THE CONDUCTOR.
THE CONDUCTOR.
A recent case in the courts of this county, has set me to thinking of some of the wrongs heaped upon railroad men so much, that I shall devote this article exclusively to a review of the opprobrium bestowed upon all men connected with railroads, by the people who every day travel under their control, with their lives subject to the care and watchfulness of these men, for whose abuse they leave no opportunity to escape. Does a train run off the track, and thereby mischief be worked, every possible circumstance that can be twisted and distorted into a shape such as to throw the blame upon the men connected with the road, is so twisted and distorted. The probability of any accident happening without its being directly caused by the scarcely less than criminal negligence of some of the railroad men, is always scouted by the discerning public; most of whom scarcely know the difference between a locomotive and a pumping engine. An accident caused by the breaking of a portion of the machinery of a locomotive engine on the Hudson River Railroad, which did no damage except to cause a three hours' detention, was by some enterprising and intelligent (?) penny-a-liner dignified into a proof of the general incompetency of railroad men, in one of our prominent literary periodicals, and the question was very sagely asked why the railroad company did not have engines that would not break down, or engineers that would not allow them so to do? The question might, with equal propriety, be asked, why did not nature form trees, the timber of which would not rot? Or, why did not nature make rivers that would not overflow?

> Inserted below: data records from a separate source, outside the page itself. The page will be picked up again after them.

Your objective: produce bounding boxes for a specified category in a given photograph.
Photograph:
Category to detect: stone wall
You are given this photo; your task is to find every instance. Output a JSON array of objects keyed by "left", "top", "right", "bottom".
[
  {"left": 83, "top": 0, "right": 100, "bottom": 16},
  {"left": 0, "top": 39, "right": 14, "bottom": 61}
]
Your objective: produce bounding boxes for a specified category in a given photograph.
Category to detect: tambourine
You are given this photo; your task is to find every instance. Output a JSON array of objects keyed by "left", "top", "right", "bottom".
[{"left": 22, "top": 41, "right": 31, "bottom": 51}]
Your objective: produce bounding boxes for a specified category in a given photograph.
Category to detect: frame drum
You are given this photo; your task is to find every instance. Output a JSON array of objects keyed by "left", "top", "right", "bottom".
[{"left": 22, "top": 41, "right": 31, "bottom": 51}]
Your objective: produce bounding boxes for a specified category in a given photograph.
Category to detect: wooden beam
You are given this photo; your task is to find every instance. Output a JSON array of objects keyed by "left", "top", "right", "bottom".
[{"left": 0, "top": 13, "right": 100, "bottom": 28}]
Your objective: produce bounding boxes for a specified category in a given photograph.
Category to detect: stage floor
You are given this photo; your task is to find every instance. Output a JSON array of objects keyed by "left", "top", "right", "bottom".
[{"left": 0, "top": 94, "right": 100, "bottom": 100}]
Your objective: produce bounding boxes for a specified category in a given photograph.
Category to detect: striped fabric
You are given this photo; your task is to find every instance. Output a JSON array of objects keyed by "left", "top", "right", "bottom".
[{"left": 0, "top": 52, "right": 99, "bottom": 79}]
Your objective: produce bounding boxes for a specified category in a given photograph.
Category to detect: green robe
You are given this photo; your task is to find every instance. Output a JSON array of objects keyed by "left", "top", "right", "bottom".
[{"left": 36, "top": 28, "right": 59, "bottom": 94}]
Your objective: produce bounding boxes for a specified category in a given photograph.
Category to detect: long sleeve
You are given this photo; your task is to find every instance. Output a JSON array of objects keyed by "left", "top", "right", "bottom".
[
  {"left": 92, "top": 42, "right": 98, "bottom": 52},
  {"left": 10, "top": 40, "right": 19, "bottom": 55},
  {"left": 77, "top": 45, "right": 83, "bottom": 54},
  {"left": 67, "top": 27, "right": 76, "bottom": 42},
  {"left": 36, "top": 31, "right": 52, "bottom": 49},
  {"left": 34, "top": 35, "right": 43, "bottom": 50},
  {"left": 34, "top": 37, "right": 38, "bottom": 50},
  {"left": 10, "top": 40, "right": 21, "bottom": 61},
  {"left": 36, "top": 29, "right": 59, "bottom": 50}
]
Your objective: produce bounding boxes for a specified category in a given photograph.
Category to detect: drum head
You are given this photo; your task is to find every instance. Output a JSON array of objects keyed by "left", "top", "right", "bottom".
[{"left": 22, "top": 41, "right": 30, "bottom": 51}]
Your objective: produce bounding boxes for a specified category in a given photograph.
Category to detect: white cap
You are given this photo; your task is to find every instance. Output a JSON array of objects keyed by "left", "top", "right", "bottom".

Let two suits be brought in almost any of our courts, each with circumstances of the same aggravation, say for assault and battery, and let the parties in one be ordinary citizens, and in the other, let one party be a railroad man and the other a citizen, with whom, for some cause, the railroad man has had a difficulty, and you will invariably see the railroad man's case decided against him, and in the other case the defendant be acquitted, to go scot-free. Why is this? Simply, I think, because every individual who has ever suffered from the hands of any railroad employee, treasures up that indignity, and lays it to the account of every other railroad man he meets, making the class suffer in his estimation, because one of them treated him in a crusty manner.
If a man's neighbor or friend offend him, he tries to forgive it—earnestly endeavors to find palliating circumstances; but, in the case of railroad men, all that would palliate the offense of rudeness and want of courtesy, such as is sometimes shown, is studiously ignored, or, at the mildest, forgotten.